Problem is, the Pentagon’s long entrenched two war construct, also known as the “2 MCO” plan, keeps pulling the Army back towards major conventional war as the central organizing principle. Readiness reports for Army units, demanded by Pentagon planners, are based on how prepared those units are to fight a major conventional war, even though those units are being sent to Iraq and Afghanistan organized, trained and equipped to wage a counterinsurgency campaign, he said.

Cold War force generators planned to fight a multi-theater war against the Soviet Union. The Clinton Administration’s 1992 Bottom Up Review codified a new planning requirement that the military be able to fight and win two nearly simultaneous regional wars, one in the Persian Gulf the other on the Korean peninsula (those interested in the various post Cold War planning constructs should read Krepinevich and Work’s excellent report: A New US Global Defense Posture for the Second Transoceanic Era).

The Army is shifting from a garrison force, the way it’s been organized for the past 60 years, and instead is adopting a rotational cycle, much like the Navy and Marine Corps, Casey said. The active force would be broken down into four force “bins,” with one part of the force out and three back. Each bin, or force pool, would hold one operational headquarters, four tactical headquarters, 14 or 15 Brigade Combat Teams, and about 75,000 enablers, including artillery, engineers, civil affairs and psyops units.

The new rotational cycle would always have one of those bins available for deployment to Iraq and Afghanistan. A second bin would contain the “operational reserve,” units in a ready phase able to quickly work up and deploy if an emergency arose somewhere around the world, on the Korean peninsula for example. The two remaining force bins would be the “strategic reserve,” Casey said, containing a mix of active and reserve units. Each of the bins would contain a mix of heavy units, Stryker equipped brigades and light infantry units using Humvees and MRAPs.

In the first force pool, some of the brigades not committed to other missions, would have a "regional affilation," so each regional combatant commander would have a brigade to call on to work in conjunction with special forces to train and advise foreign militaries, Casey said.
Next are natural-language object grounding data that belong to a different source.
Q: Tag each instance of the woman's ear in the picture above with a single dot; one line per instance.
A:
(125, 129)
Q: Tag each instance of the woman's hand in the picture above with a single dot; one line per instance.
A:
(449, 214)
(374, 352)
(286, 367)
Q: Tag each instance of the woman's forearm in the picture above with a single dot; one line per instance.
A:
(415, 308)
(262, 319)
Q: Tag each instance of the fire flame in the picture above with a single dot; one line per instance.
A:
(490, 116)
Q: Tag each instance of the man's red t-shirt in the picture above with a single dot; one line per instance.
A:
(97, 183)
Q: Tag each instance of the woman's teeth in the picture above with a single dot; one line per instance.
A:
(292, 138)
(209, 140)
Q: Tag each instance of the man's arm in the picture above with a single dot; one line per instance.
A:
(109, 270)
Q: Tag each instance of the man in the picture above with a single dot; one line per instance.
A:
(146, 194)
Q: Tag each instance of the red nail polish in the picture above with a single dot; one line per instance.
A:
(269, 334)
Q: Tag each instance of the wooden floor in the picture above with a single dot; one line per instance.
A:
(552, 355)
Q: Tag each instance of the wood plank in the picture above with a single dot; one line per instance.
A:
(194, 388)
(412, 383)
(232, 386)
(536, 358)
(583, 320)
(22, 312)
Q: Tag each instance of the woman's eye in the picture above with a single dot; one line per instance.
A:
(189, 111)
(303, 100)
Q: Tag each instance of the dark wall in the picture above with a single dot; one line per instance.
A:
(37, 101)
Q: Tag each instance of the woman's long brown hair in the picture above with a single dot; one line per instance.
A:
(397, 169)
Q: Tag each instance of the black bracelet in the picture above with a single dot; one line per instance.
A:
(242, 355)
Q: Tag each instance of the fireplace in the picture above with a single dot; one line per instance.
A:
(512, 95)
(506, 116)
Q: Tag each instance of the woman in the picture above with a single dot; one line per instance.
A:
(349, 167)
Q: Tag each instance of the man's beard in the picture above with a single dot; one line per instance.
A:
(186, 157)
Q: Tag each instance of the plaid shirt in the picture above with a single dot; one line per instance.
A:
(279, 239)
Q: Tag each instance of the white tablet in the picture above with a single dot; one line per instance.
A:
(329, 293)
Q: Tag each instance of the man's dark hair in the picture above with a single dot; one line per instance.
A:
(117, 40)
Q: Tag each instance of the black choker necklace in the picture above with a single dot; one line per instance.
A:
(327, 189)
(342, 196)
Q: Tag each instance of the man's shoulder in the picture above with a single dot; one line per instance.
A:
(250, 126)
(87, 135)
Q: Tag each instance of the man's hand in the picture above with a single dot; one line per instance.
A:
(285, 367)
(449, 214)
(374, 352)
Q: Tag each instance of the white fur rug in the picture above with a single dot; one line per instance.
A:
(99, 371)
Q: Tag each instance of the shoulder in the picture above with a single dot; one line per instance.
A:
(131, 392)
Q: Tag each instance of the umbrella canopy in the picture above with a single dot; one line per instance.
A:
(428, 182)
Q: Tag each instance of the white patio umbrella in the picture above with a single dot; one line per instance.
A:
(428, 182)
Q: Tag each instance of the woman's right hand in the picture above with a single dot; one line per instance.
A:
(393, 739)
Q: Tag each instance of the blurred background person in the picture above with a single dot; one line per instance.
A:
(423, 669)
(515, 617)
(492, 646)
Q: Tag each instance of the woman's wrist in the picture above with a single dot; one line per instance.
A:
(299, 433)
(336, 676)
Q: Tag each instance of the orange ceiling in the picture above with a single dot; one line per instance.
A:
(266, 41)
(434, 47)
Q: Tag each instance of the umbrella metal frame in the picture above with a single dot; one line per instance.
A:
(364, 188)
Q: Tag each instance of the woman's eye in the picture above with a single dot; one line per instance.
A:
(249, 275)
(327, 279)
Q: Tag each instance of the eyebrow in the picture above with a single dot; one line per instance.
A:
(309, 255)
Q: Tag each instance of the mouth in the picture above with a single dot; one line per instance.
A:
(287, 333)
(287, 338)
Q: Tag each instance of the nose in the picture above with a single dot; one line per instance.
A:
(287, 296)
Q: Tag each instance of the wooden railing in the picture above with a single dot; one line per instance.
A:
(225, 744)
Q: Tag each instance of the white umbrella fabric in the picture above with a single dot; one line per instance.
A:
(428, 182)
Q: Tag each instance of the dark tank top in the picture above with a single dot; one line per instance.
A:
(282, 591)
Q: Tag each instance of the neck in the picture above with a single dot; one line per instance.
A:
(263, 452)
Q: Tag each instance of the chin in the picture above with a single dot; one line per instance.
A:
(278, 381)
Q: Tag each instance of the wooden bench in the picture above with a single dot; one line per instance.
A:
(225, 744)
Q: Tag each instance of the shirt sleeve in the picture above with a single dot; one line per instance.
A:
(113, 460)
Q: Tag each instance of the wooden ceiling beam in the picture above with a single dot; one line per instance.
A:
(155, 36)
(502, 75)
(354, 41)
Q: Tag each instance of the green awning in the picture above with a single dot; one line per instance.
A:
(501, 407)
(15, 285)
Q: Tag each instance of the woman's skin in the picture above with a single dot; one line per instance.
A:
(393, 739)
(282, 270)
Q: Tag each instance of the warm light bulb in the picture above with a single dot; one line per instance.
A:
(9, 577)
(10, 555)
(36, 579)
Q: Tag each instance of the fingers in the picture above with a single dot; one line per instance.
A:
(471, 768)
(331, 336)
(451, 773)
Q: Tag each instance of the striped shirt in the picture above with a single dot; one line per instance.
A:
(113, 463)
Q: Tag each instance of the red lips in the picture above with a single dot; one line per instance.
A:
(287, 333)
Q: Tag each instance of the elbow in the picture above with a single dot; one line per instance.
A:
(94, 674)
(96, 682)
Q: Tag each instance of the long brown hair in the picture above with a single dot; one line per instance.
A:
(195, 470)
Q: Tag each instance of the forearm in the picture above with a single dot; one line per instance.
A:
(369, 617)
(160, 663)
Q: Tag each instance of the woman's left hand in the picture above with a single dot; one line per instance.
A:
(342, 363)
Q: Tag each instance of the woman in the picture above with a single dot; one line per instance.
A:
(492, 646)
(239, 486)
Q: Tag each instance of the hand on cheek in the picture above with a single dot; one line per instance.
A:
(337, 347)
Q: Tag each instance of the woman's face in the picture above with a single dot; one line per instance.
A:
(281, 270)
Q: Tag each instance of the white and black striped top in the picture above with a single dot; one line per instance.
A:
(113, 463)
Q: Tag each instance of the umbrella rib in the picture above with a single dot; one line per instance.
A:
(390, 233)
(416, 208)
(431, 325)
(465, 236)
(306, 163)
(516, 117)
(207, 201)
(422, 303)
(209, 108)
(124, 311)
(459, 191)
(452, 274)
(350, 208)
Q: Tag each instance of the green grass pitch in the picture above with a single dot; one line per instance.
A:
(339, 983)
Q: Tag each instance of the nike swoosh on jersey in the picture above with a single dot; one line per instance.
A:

The soldiers in that brigade, drawn from both active and reserve, would undergo regional specific language and cultural training.

The units in each of the bins would have varying degrees of manning and equipping. The “available bin” would be fully manned, trained and equipped, Casey said. The second bin would be manned and equipped at a “C-1 level,” about 90 percent or better. The next “training” bin, would be manned and equipped at about 80 percent, able to do work ups. The last “reset” bin would not be ready at all, those would be units just returned from combat deployment, they would break up temporarily, with soldiers going off to schools or other training, and then come back together after about six months. Casey said he hopes to convince OSD to sign off on the new Army plan in the QDR.